Malet said that the company is working on concluding marketing of the project as soon as possible.

"As we speak, about 60% of the project is under serious commitment, covered by heads of agreements or sale and purchase agreements," Malet said.

"There are a number of ongoing discussions for the remaining 40%, which may lead to agreements in the next few weeks," Malet said, adding that the project's focus is towards Asia.

Separately, a source close to the talks told journalists that four of these potential deals were with European companies, including BP and EDF, and four with Asian companies. Among the list of potential customers are some who are interested in an equity stake in the project, Malet added.

"Those buyers looking to take an equity stake are more concerned [about export liberalization] ... as the issue does have consequences for the project's financing," Malet said.

In early February, Russian daily Izvestiya reported that a consortium of banks organizing funding for Yamal LNG plans to seek only up to $5 billion if the law is not changed, citing sources in the energy ministry. If the law is amended, the consortium comprising France's Societe Generale, Russia's Gazprombank and Sberbank plans to seek finance of up to $18 billion.

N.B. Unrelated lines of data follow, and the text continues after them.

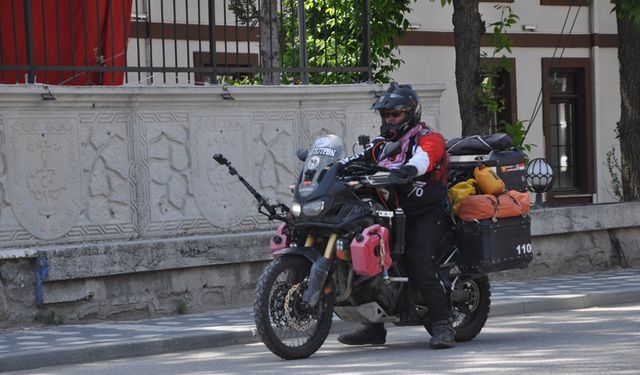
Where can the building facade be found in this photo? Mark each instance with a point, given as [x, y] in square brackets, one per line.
[564, 83]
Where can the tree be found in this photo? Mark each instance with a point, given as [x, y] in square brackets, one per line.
[334, 37]
[628, 19]
[468, 29]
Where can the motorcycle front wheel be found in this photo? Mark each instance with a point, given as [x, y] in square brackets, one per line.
[289, 330]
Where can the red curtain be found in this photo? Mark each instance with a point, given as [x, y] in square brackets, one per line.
[66, 33]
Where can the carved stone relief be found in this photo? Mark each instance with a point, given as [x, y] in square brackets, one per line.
[107, 159]
[275, 145]
[220, 197]
[44, 174]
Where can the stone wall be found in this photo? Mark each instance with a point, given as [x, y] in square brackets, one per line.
[111, 207]
[120, 163]
[111, 204]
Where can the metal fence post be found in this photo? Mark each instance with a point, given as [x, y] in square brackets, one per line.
[302, 34]
[212, 43]
[28, 41]
[366, 40]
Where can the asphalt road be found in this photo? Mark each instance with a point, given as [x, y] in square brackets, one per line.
[601, 340]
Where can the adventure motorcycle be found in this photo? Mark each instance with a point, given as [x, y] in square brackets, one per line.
[339, 249]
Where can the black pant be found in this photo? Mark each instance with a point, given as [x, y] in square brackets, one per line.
[423, 237]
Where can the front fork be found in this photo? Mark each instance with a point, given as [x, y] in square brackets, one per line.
[319, 270]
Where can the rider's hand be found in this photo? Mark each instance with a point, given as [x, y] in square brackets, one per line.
[403, 174]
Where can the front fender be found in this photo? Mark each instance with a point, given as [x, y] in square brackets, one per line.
[310, 253]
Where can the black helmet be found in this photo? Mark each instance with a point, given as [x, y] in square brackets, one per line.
[400, 98]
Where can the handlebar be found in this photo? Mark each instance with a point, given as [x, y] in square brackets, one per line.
[371, 176]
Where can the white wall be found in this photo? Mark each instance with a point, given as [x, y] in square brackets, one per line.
[437, 64]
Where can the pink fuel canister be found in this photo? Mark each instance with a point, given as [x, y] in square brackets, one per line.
[367, 250]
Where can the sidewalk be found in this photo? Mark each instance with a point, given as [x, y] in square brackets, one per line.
[67, 344]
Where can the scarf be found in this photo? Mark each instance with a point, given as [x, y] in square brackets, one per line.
[398, 160]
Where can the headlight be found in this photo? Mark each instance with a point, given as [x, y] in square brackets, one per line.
[296, 209]
[313, 208]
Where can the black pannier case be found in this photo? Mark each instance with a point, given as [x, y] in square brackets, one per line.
[509, 166]
[492, 246]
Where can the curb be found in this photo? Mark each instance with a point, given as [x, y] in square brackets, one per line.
[196, 341]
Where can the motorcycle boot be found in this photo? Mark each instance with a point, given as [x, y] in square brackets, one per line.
[371, 333]
[444, 336]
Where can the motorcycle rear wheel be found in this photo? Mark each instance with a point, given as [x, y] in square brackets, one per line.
[471, 309]
[288, 330]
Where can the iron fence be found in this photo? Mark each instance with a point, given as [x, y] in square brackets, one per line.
[111, 42]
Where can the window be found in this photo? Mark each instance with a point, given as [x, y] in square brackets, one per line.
[568, 129]
[233, 66]
[565, 2]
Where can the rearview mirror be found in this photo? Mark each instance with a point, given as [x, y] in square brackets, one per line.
[390, 149]
[302, 154]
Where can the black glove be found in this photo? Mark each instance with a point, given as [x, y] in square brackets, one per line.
[403, 174]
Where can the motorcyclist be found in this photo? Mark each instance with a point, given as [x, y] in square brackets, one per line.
[420, 171]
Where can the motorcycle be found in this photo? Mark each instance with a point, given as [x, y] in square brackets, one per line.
[339, 249]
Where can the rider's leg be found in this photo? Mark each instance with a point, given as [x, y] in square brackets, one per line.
[423, 237]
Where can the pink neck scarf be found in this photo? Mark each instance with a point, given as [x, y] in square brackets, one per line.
[398, 160]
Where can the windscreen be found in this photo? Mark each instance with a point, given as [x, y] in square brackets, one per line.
[326, 149]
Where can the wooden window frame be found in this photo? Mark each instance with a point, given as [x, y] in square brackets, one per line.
[584, 114]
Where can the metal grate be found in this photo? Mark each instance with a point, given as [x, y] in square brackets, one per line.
[111, 42]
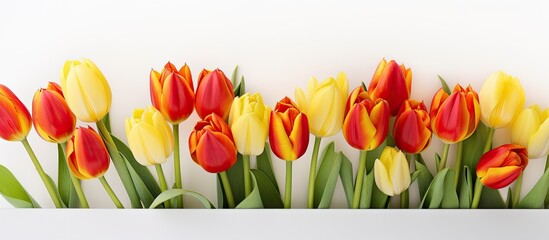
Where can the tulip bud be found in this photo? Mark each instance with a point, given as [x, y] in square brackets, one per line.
[501, 99]
[391, 172]
[52, 118]
[249, 121]
[531, 129]
[172, 92]
[366, 121]
[324, 104]
[392, 83]
[149, 136]
[288, 130]
[214, 94]
[455, 117]
[502, 165]
[87, 155]
[16, 119]
[86, 90]
[412, 128]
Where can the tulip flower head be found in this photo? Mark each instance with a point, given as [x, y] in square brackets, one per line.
[366, 121]
[324, 104]
[149, 136]
[502, 165]
[531, 129]
[15, 117]
[172, 92]
[211, 144]
[288, 130]
[86, 90]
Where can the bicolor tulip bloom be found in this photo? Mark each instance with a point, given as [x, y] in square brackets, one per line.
[172, 92]
[211, 144]
[531, 129]
[455, 117]
[249, 121]
[87, 155]
[501, 99]
[149, 136]
[366, 121]
[214, 94]
[502, 165]
[324, 104]
[412, 128]
[52, 117]
[16, 119]
[391, 172]
[391, 82]
[86, 90]
[288, 130]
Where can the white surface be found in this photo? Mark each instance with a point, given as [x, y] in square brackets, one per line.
[279, 45]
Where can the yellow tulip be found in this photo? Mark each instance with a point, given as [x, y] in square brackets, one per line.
[501, 98]
[531, 129]
[86, 90]
[324, 104]
[249, 122]
[391, 171]
[149, 136]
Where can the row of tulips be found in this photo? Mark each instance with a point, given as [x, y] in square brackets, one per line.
[388, 128]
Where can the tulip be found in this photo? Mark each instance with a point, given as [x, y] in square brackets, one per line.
[86, 90]
[172, 92]
[214, 94]
[531, 129]
[52, 118]
[391, 171]
[392, 83]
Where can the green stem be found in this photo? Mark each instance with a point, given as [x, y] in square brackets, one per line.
[312, 174]
[163, 184]
[359, 178]
[227, 187]
[49, 185]
[120, 166]
[111, 193]
[288, 188]
[75, 181]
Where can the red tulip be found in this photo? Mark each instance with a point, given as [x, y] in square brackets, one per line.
[288, 130]
[214, 94]
[392, 83]
[211, 144]
[15, 117]
[412, 129]
[502, 165]
[172, 92]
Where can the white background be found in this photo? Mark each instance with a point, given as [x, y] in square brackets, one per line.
[278, 45]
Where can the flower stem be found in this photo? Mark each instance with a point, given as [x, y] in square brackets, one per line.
[227, 188]
[43, 175]
[312, 174]
[359, 178]
[288, 188]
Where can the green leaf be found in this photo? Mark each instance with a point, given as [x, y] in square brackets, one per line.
[173, 193]
[270, 197]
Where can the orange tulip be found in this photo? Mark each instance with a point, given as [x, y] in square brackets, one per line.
[172, 92]
[211, 144]
[502, 165]
[214, 94]
[366, 121]
[288, 130]
[87, 155]
[392, 83]
[455, 117]
[412, 129]
[16, 119]
[52, 117]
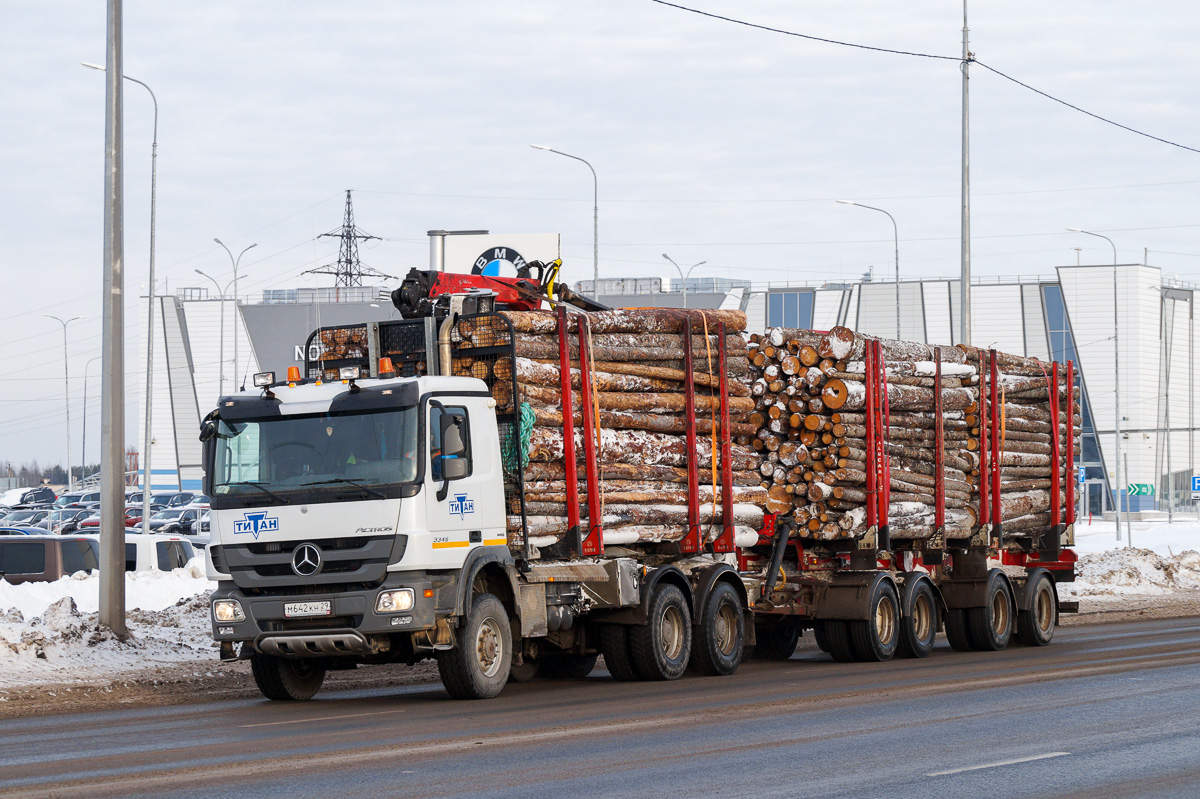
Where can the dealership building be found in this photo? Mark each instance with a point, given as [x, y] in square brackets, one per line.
[1067, 314]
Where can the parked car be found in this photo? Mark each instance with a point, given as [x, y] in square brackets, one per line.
[161, 552]
[27, 516]
[17, 529]
[66, 520]
[46, 558]
[27, 497]
[173, 520]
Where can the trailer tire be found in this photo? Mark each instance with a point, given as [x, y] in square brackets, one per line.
[661, 647]
[990, 628]
[568, 667]
[281, 679]
[777, 643]
[1035, 628]
[478, 666]
[876, 638]
[957, 630]
[718, 642]
[838, 636]
[918, 629]
[615, 648]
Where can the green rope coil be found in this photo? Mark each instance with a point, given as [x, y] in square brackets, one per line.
[516, 448]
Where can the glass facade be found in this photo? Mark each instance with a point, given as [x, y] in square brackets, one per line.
[790, 308]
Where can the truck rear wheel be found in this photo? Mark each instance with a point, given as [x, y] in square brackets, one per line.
[876, 638]
[918, 629]
[615, 648]
[1035, 628]
[286, 678]
[661, 647]
[718, 642]
[990, 628]
[478, 666]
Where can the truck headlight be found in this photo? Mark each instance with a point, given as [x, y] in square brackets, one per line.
[228, 611]
[395, 601]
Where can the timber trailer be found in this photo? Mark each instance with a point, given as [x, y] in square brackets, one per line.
[371, 510]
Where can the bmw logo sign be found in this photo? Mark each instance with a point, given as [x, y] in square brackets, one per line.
[498, 262]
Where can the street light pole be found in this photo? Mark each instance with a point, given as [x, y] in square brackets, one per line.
[149, 380]
[595, 216]
[1116, 383]
[235, 262]
[83, 458]
[222, 293]
[895, 238]
[66, 388]
[684, 277]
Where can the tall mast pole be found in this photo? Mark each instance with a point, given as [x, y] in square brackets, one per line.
[965, 278]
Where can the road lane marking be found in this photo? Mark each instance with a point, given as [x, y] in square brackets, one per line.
[297, 721]
[997, 764]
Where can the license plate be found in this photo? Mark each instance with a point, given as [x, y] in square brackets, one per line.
[300, 610]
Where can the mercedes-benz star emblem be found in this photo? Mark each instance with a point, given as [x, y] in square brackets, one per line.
[306, 559]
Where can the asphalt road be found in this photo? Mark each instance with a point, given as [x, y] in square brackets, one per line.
[1107, 710]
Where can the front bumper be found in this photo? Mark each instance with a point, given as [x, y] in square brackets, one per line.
[352, 613]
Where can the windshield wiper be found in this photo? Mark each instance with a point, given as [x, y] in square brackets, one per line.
[261, 487]
[352, 482]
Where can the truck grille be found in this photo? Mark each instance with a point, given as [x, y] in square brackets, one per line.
[265, 566]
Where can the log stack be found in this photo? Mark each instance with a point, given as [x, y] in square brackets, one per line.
[636, 376]
[811, 418]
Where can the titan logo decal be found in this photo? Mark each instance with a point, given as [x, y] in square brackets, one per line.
[460, 505]
[498, 262]
[256, 523]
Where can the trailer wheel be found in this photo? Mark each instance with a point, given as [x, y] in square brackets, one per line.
[568, 667]
[876, 638]
[957, 630]
[1035, 628]
[777, 643]
[718, 642]
[478, 666]
[837, 632]
[660, 648]
[918, 629]
[990, 628]
[286, 678]
[615, 648]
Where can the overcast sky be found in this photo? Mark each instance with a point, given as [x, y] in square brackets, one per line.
[712, 142]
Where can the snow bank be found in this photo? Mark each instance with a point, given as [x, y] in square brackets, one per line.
[1123, 572]
[49, 632]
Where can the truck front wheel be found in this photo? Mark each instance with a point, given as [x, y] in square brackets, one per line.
[286, 678]
[478, 666]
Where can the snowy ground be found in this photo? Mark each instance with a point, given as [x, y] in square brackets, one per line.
[49, 632]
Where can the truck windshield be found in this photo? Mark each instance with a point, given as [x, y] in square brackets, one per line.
[323, 452]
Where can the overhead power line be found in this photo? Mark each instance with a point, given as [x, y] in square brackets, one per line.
[928, 55]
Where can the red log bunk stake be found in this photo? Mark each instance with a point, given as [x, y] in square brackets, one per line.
[724, 542]
[691, 540]
[997, 524]
[939, 450]
[593, 542]
[1071, 443]
[873, 518]
[574, 535]
[1055, 456]
[984, 430]
[883, 540]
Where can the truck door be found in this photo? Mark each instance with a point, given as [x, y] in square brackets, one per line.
[456, 521]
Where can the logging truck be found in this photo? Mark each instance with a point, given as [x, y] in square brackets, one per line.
[372, 509]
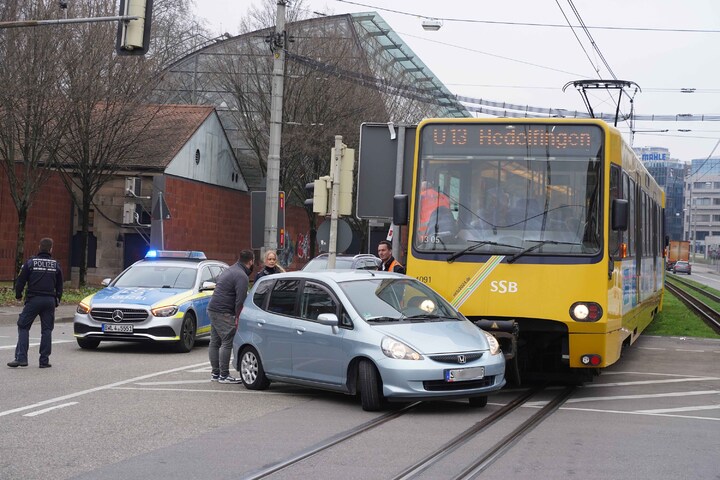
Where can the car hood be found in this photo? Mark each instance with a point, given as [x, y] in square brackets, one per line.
[137, 296]
[432, 338]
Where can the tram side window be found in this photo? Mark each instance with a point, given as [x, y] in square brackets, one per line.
[615, 236]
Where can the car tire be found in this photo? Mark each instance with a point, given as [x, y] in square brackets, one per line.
[188, 330]
[371, 397]
[88, 343]
[251, 370]
[478, 402]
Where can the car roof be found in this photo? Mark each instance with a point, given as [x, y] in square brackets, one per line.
[337, 276]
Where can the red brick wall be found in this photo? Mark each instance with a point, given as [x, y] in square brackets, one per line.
[49, 216]
[217, 221]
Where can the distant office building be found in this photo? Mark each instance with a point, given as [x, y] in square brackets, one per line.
[702, 192]
[670, 174]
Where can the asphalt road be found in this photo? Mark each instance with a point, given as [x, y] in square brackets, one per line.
[138, 411]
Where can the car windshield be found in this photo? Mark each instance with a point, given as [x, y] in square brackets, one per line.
[157, 276]
[397, 299]
[317, 264]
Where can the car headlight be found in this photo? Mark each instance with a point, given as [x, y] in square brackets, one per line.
[494, 344]
[166, 311]
[394, 349]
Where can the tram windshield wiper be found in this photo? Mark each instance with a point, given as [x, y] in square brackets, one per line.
[539, 244]
[475, 246]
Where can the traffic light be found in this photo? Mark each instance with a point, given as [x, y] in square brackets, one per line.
[133, 36]
[347, 166]
[319, 189]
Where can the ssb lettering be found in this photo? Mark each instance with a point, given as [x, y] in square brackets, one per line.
[503, 286]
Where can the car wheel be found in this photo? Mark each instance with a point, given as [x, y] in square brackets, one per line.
[88, 343]
[370, 387]
[478, 402]
[251, 370]
[187, 334]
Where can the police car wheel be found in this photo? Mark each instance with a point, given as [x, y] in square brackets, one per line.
[88, 343]
[187, 334]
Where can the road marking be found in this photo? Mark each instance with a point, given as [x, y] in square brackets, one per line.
[681, 409]
[651, 382]
[40, 412]
[667, 415]
[97, 389]
[629, 397]
[54, 342]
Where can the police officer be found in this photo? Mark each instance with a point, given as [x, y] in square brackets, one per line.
[43, 277]
[389, 264]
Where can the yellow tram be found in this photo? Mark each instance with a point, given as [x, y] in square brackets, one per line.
[552, 223]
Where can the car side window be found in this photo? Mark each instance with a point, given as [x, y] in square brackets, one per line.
[215, 271]
[315, 300]
[283, 297]
[206, 276]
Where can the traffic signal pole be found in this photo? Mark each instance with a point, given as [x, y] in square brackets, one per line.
[272, 182]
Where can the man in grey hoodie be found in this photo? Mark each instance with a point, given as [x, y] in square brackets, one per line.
[224, 309]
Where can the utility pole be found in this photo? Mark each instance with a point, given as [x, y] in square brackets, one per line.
[334, 200]
[272, 182]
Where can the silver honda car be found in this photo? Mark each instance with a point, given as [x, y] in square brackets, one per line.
[381, 335]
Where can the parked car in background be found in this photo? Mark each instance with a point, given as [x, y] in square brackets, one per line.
[361, 261]
[682, 267]
[162, 298]
[383, 335]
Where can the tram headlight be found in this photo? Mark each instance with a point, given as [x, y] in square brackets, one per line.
[585, 312]
[395, 349]
[492, 341]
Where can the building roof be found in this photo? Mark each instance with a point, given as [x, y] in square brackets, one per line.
[168, 130]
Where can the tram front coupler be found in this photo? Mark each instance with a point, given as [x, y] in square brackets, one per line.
[505, 331]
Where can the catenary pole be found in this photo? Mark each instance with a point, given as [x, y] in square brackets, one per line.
[272, 182]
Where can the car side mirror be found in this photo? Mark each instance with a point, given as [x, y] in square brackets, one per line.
[619, 214]
[329, 319]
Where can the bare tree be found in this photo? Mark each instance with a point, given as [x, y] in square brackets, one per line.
[31, 113]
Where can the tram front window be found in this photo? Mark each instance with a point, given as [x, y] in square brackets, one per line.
[504, 204]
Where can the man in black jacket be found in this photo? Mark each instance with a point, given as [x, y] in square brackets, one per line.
[224, 309]
[43, 277]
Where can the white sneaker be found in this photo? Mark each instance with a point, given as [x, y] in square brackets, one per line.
[229, 379]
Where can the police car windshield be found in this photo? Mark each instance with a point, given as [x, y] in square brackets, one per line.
[157, 276]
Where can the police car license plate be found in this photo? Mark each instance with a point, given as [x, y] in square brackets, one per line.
[460, 374]
[112, 328]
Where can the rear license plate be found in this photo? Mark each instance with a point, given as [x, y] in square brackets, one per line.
[460, 374]
[111, 328]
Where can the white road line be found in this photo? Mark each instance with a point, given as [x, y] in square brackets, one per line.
[681, 409]
[684, 417]
[651, 382]
[97, 389]
[55, 342]
[40, 412]
[629, 397]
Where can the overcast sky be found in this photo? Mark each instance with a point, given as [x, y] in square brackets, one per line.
[484, 51]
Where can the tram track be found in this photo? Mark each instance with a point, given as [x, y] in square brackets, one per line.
[470, 470]
[708, 314]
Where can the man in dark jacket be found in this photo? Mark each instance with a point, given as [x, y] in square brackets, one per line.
[389, 263]
[43, 277]
[224, 309]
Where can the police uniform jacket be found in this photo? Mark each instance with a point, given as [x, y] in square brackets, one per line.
[43, 278]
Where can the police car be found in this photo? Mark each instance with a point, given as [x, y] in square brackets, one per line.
[162, 298]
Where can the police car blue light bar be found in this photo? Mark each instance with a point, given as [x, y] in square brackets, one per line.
[194, 254]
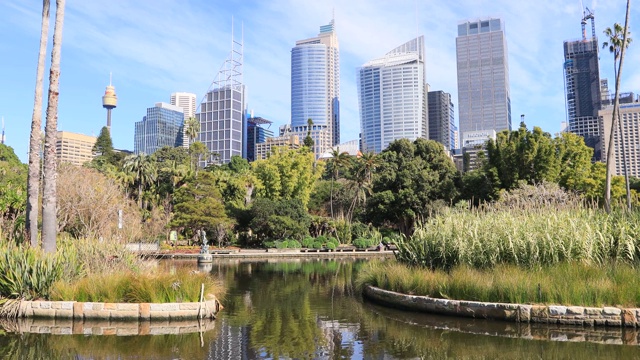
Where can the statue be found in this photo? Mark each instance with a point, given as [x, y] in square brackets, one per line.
[204, 249]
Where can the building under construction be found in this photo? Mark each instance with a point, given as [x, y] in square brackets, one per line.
[582, 86]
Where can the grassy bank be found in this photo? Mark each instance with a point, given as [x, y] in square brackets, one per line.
[566, 283]
[87, 270]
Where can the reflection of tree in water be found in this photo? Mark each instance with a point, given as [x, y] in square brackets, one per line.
[41, 346]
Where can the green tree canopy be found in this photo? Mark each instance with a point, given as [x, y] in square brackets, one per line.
[411, 177]
[287, 174]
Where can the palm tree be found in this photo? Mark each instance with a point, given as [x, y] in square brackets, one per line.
[49, 195]
[337, 162]
[615, 44]
[143, 169]
[623, 47]
[33, 182]
[192, 128]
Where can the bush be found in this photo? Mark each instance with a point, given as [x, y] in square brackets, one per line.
[307, 242]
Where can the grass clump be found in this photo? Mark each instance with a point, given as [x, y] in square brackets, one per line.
[568, 283]
[131, 287]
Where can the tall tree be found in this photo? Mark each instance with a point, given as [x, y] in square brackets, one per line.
[35, 139]
[49, 198]
[616, 104]
[336, 163]
[614, 45]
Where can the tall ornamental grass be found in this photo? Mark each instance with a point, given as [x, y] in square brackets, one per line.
[529, 237]
[574, 284]
[131, 287]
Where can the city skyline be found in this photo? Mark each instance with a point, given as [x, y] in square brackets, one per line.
[153, 52]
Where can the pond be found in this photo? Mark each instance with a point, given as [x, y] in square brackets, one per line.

Novatek representatives had said previously that signing of offtake contracts is conditional on liberalization of exports. Novatek CEO Leonid Mikhelson said in March that future customers were ready to sign contracts for around 80% of LNG from the project in the second quarter if the government moved to liberalize exports. The company recently pushed this deadline back by 2-3 months.

Gleb Luxemburg, general director of Yamal LNG, said at the conference that liberalization of the LNG export market "is not the subject of the FID, that's more technical."

Total's technical director of Exploration and Production for Continental Europe and Central Asia Kevin Boyne added: "We believe that the technical elements of the project are fully feasible."

Boyne conceded that the export of LNG is the most important issue to be resolved, but is "not a dealbreaker."

Novatek representatives said earlier that a final investment decision will be taken this year.

Boyne and Luxemburg added that the project partners' aim of launching the project in late 2016 remains feasible.

"It's a challenging target ... but it's just about feasible and we're still working towards it," Boyne said.

Luxemburg added that all contractors "have agreed to the deadline of 2016."

The second and third trains of the project are to be built over 2013-2017 and 2014-2018, respectively. Each train has a planned capacity of 5 million-5.5 million mt/year.

Yamal LNG is based on the resources of the South-Tambeiskoye field, which includes proven and probable reserves of 907 billion cubic meters of natural gas, as of December 31, 2012, under PRMS standards.